Johnson v. City of New York

In an action, inter alia, to recover damages for personal injuries, etc., the defendants appeal from a judgment of the Supreme Court, Kings County (Mason, J.), entered January 28, 2003, which, upon a jury verdict in favor of the plaintiffs and against them, upon the denial of their motion pursuant to CPLR 4401 for judgment as a matter of law on the issue of liability, and upon the granting of their motion pursuant to CPLR 4404 to set aside the verdict only to the extent of reducing the award of damages to the plaintiff Cynthia Johnson from the sum of $5,151,000 to the sum of $1,151,000, is in favor of the plaintiffs and against them in the principal sum of $1,852,000.

Ordered that the judgment is reversed, on the law, without costs or disbursements, the defendants’ motion pursuant to CPLR 4401 for judgment as a matter of law on the issue of liability is granted, and the complaint is dismissed.

In 1995, the plaintiff Cynthia Johnson was raped in her apartment in a building owned and managed by the defendants.
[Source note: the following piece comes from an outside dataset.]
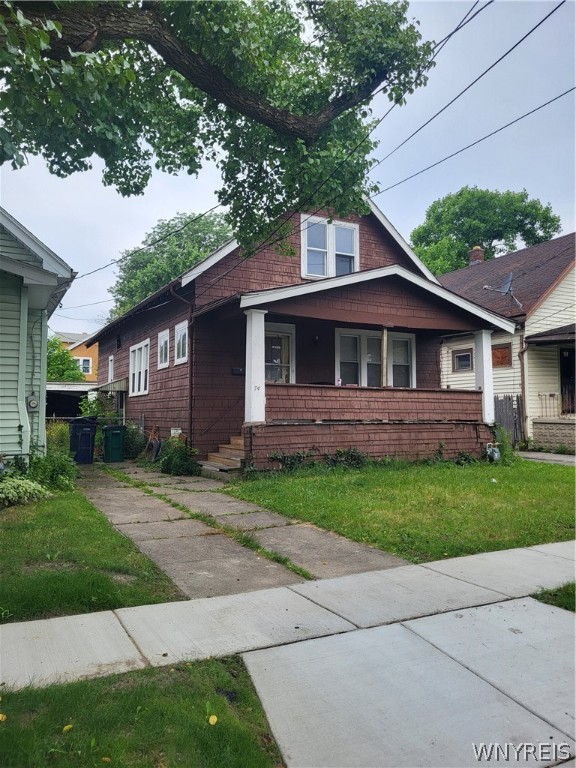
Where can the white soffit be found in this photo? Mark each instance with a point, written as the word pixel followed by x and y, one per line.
pixel 269 296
The perpetrator was never identified. The plaintiffs commenced this action in which they claimed, inter alia, that the defendants failed to provide adequate security in the building. At the trial, the plaintiffs presented evidence that the perpetrator gained entry into their apartment by climbing through a broken skylight on the roof, down a shaftway pipe and into a bathroom window, which had a broken lock. The jury found the defendants negligent and awarded the plaintiffs damages.

The defendants were under a duty to take minimal precautions to protect their tenants from foreseeable harm, including the harm caused by a third party’s foreseeable criminal conduct on the premises (see Mason v U.E.S.S. Leasing Corp., 96 NY2d 875, 878 [2001]; Burgos v Aqueduct Realty Corp., 92 NY2d 544, 548 [1998]; Jacqueline S. v City of New York, 81 NY2d 288, 293-294 [1993]; Nallan v Helmsley-Spear, Inc., 50 NY2d 507 [1980]). In order to establish the element of foreseeability, the plaintiffs *578were required to present proof that the criminal conduct at issue was “reasonably predictable based on the prior occurrence of the same or similar criminal activity at a location sufficiently proximate to the subject location” (Novikova v Greenbriar Owners Corp., 258 AD2d 149, 153 [1999]; see Jacqueline S. v City of New York, supra at 295).

The plaintiffs presented crime statistics for the years 1993 and 1994, which included rapes and other violent crimes, for the entire 83rd Precinct of the New York City Police Department, in which the subject building was located. The plaintiffs failed to present admissible evidence of any reported crimes that occurred in the subject building or in any identifiable buildings or streets in the vicinity of the subject building.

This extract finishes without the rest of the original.